As the pathogenesis of rhabdoid tumors (RT) relies on epigenetic disturbances a potential link to assisted reproductive technologies (ART) deserves further analyses. We analyzed patients conceived by ART (egg donation, ICSI, ivF) from EU-RHAB (n=8), the US (n=2), Iran (n=1), Lithuania (n=1) and Spain (n=1). Genetic and clinical evaluation included SMARCB1 and/or SMARCA4 (FISH, MLPA, sequencing) mutation analysis and immunohistochemistry. Seven patients presented with AT/RT, four with extracranial RT and two demonstrated synchronous-, multifocal tumors. Metastases were present in 5 patients. Germline mutations (GLM) in SMARCB1 were detected in 4/9 (c.1110delG, c.141C>A, c.751delG, in one GLM not specified). Somatic mutations were analyzed in 8 children. The majority (69%) exhibited single nucleotide variants (c.1110delG, c.1148delC, c.197C>A, c.472C>T, c.141C>A, c.751delG), while partial/whole gene deletions (delTBX1_NIPSNAP1, delGNAZ_SMARCB1, delGNAZ_SEZ6L, delSMARCB1) were observed in 31%. A total resection (GTR) was achieved in 6/13. A total of 4 patients each received radiotherapy or HDCT. A CR was accomplished in 8 patients, three of them are alive 76, 72 and 10 months from diagnosis.

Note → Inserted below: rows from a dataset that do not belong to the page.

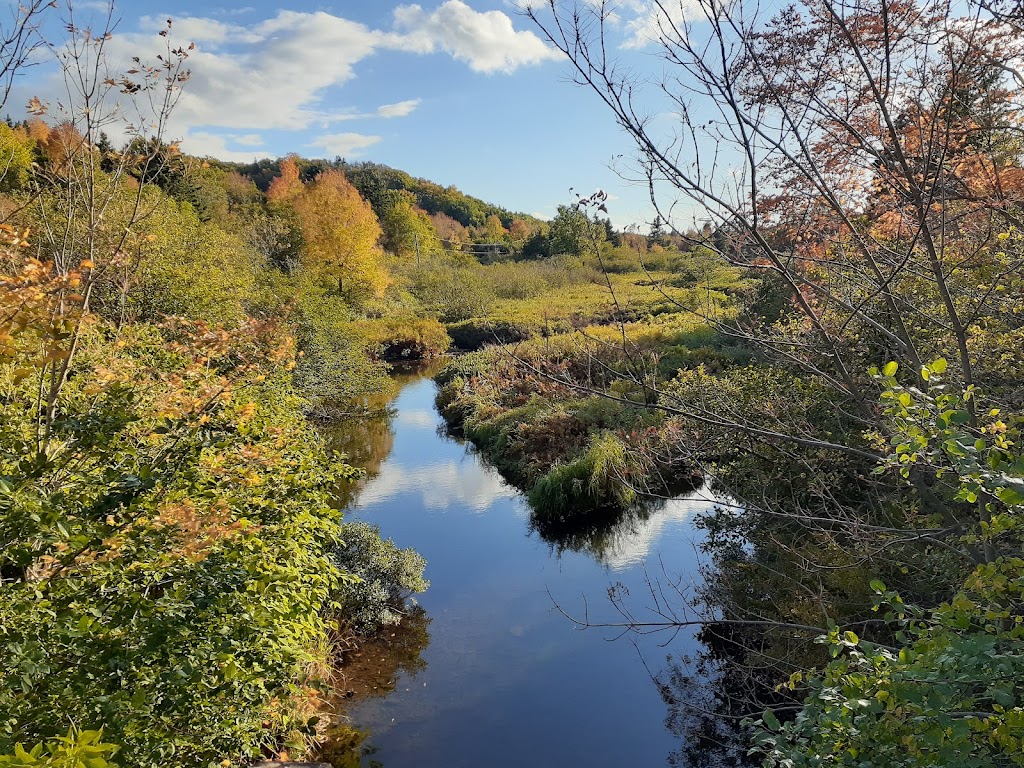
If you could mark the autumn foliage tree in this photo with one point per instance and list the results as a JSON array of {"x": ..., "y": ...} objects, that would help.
[
  {"x": 861, "y": 159},
  {"x": 341, "y": 236}
]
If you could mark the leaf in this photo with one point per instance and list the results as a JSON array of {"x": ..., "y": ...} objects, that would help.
[{"x": 770, "y": 721}]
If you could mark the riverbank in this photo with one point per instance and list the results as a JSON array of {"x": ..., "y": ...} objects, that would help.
[
  {"x": 569, "y": 412},
  {"x": 488, "y": 648}
]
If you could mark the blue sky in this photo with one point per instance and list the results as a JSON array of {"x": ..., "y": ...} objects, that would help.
[{"x": 462, "y": 92}]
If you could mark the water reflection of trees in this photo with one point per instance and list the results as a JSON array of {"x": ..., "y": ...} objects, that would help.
[
  {"x": 607, "y": 536},
  {"x": 366, "y": 436},
  {"x": 371, "y": 669},
  {"x": 373, "y": 666}
]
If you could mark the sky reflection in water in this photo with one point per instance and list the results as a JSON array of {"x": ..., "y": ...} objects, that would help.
[{"x": 508, "y": 680}]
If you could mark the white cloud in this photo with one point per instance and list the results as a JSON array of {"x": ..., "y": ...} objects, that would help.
[
  {"x": 206, "y": 144},
  {"x": 400, "y": 110},
  {"x": 279, "y": 73},
  {"x": 248, "y": 139},
  {"x": 486, "y": 41},
  {"x": 657, "y": 20},
  {"x": 343, "y": 144}
]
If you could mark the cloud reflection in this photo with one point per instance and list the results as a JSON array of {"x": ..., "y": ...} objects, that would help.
[
  {"x": 440, "y": 485},
  {"x": 633, "y": 543}
]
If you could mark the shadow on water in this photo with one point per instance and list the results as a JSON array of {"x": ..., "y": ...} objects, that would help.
[{"x": 489, "y": 672}]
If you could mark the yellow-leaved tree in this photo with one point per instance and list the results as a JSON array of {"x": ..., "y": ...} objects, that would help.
[{"x": 341, "y": 237}]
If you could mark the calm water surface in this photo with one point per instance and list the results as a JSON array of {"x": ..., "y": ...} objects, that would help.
[{"x": 502, "y": 677}]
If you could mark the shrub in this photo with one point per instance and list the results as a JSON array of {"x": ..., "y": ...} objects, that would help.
[{"x": 387, "y": 577}]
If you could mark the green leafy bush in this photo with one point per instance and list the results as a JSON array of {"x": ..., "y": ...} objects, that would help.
[
  {"x": 387, "y": 577},
  {"x": 79, "y": 749}
]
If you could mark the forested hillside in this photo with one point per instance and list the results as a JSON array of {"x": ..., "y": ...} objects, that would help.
[{"x": 838, "y": 354}]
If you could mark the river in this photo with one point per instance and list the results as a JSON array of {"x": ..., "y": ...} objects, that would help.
[{"x": 493, "y": 673}]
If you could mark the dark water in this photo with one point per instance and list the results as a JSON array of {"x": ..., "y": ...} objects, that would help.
[{"x": 493, "y": 674}]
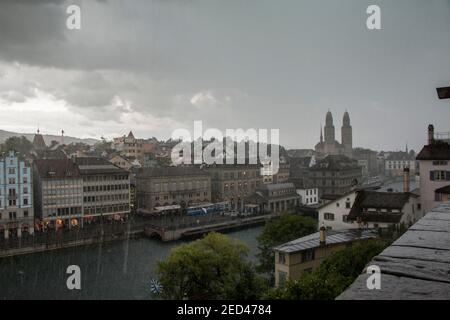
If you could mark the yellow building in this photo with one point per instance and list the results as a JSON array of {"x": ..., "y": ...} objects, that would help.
[{"x": 305, "y": 254}]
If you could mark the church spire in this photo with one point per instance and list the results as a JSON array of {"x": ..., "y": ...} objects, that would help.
[{"x": 321, "y": 136}]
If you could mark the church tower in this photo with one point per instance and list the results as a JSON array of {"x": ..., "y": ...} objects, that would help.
[
  {"x": 329, "y": 129},
  {"x": 346, "y": 135}
]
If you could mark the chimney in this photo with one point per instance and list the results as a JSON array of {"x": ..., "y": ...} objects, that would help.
[
  {"x": 406, "y": 180},
  {"x": 323, "y": 235},
  {"x": 430, "y": 134}
]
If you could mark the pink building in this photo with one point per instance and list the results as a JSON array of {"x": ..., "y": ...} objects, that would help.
[{"x": 434, "y": 163}]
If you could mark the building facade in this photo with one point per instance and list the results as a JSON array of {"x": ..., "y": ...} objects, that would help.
[
  {"x": 374, "y": 209},
  {"x": 129, "y": 146},
  {"x": 274, "y": 198},
  {"x": 166, "y": 186},
  {"x": 334, "y": 176},
  {"x": 234, "y": 182},
  {"x": 304, "y": 255},
  {"x": 334, "y": 214},
  {"x": 16, "y": 197},
  {"x": 434, "y": 164},
  {"x": 106, "y": 188},
  {"x": 396, "y": 162},
  {"x": 58, "y": 192},
  {"x": 309, "y": 197}
]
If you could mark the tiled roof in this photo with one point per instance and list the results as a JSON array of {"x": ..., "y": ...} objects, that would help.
[
  {"x": 96, "y": 165},
  {"x": 445, "y": 190},
  {"x": 332, "y": 237},
  {"x": 436, "y": 151},
  {"x": 56, "y": 168},
  {"x": 170, "y": 172},
  {"x": 378, "y": 200},
  {"x": 335, "y": 162}
]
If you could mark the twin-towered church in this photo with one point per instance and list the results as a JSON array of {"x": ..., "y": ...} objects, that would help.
[{"x": 330, "y": 146}]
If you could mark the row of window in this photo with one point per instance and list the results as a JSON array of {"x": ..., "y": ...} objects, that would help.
[
  {"x": 440, "y": 162},
  {"x": 174, "y": 196},
  {"x": 13, "y": 170},
  {"x": 174, "y": 186},
  {"x": 333, "y": 182},
  {"x": 107, "y": 209},
  {"x": 330, "y": 217},
  {"x": 13, "y": 215},
  {"x": 239, "y": 175},
  {"x": 106, "y": 197},
  {"x": 439, "y": 175},
  {"x": 310, "y": 192},
  {"x": 12, "y": 191},
  {"x": 105, "y": 178},
  {"x": 13, "y": 202},
  {"x": 107, "y": 187},
  {"x": 14, "y": 180}
]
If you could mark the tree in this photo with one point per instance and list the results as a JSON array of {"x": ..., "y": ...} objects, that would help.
[
  {"x": 333, "y": 276},
  {"x": 214, "y": 267},
  {"x": 279, "y": 230}
]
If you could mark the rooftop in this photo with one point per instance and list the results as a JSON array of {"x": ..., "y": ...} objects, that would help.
[
  {"x": 379, "y": 200},
  {"x": 96, "y": 165},
  {"x": 335, "y": 162},
  {"x": 415, "y": 267},
  {"x": 57, "y": 168},
  {"x": 436, "y": 151},
  {"x": 444, "y": 190},
  {"x": 332, "y": 237},
  {"x": 171, "y": 172}
]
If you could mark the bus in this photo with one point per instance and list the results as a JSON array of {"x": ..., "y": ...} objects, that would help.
[{"x": 208, "y": 208}]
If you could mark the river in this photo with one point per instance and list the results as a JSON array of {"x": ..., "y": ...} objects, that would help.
[{"x": 116, "y": 270}]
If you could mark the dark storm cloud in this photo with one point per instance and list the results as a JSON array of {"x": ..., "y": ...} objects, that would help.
[{"x": 268, "y": 64}]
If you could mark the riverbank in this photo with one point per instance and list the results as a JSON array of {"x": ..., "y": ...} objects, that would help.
[
  {"x": 113, "y": 270},
  {"x": 95, "y": 234}
]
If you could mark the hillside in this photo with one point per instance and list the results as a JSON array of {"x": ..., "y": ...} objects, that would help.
[{"x": 47, "y": 138}]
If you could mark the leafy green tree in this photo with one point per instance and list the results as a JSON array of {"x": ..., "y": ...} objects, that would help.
[
  {"x": 279, "y": 230},
  {"x": 333, "y": 276},
  {"x": 214, "y": 267}
]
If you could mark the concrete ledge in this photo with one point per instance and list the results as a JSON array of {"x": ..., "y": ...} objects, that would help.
[{"x": 415, "y": 267}]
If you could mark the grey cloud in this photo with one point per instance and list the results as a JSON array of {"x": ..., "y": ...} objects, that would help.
[{"x": 283, "y": 64}]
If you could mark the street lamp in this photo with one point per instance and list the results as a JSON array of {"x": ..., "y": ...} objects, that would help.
[{"x": 443, "y": 92}]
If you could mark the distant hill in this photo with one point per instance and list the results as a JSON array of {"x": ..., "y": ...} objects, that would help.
[{"x": 47, "y": 138}]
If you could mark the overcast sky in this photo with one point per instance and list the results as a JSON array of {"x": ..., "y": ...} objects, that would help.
[{"x": 157, "y": 65}]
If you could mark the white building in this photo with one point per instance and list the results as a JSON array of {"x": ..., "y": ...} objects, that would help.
[
  {"x": 372, "y": 209},
  {"x": 16, "y": 197},
  {"x": 434, "y": 168},
  {"x": 334, "y": 214},
  {"x": 309, "y": 196}
]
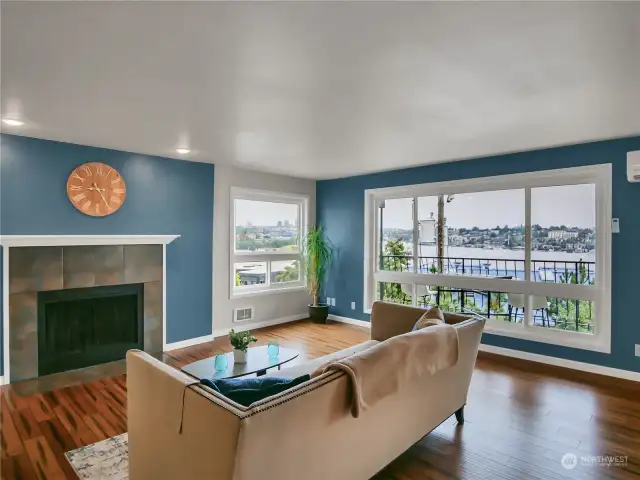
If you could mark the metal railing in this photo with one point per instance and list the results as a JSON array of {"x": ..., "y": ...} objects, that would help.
[{"x": 566, "y": 314}]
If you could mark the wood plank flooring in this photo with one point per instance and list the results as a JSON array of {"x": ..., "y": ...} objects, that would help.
[{"x": 519, "y": 423}]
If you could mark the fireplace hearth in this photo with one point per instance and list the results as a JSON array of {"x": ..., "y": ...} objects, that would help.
[{"x": 81, "y": 305}]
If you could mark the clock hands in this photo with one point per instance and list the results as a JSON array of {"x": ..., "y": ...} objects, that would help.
[{"x": 100, "y": 190}]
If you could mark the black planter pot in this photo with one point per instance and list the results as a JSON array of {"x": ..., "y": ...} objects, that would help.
[{"x": 319, "y": 313}]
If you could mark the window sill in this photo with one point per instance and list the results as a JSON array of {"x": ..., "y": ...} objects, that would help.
[
  {"x": 267, "y": 291},
  {"x": 563, "y": 338}
]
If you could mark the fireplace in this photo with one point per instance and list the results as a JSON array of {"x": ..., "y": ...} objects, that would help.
[
  {"x": 81, "y": 304},
  {"x": 81, "y": 327}
]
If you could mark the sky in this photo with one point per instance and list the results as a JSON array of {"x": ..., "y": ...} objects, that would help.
[
  {"x": 264, "y": 213},
  {"x": 570, "y": 205}
]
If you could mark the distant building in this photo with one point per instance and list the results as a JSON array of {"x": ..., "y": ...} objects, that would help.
[{"x": 561, "y": 234}]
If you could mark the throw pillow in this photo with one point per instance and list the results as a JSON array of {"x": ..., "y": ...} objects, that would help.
[
  {"x": 433, "y": 316},
  {"x": 246, "y": 391}
]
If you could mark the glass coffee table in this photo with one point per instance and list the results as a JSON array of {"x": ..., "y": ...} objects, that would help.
[{"x": 258, "y": 361}]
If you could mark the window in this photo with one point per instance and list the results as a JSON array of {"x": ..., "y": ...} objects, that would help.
[
  {"x": 529, "y": 252},
  {"x": 265, "y": 244}
]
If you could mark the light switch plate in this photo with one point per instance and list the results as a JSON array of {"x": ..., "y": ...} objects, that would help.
[{"x": 615, "y": 225}]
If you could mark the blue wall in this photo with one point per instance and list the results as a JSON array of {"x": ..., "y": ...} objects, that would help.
[
  {"x": 340, "y": 207},
  {"x": 164, "y": 196}
]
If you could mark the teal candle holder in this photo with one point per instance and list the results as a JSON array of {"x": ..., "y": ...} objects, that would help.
[{"x": 221, "y": 363}]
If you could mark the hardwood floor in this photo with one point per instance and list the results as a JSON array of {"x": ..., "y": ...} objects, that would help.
[{"x": 518, "y": 423}]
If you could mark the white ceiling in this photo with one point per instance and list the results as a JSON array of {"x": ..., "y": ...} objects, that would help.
[{"x": 322, "y": 89}]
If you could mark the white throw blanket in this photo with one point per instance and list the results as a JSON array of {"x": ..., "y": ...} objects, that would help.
[{"x": 383, "y": 370}]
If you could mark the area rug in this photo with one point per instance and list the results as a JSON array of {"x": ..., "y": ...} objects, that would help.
[{"x": 108, "y": 459}]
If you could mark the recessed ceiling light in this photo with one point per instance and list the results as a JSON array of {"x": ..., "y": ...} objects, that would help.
[{"x": 13, "y": 122}]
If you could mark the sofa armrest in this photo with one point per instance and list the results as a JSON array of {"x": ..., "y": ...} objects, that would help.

Children born following ART appear to be at risk for the development of RT. Our data warrant evaluation whether this risk is increased when compared to the occurrence of RT in the general population and what the epi-, genetic mechanisms for this phenomenon might be. Supported by grants to MCF by the “Deutsche Kinderkrebsstiftung” DKKS 2010.03 and the parents organization Lichtblicke, Augsburg.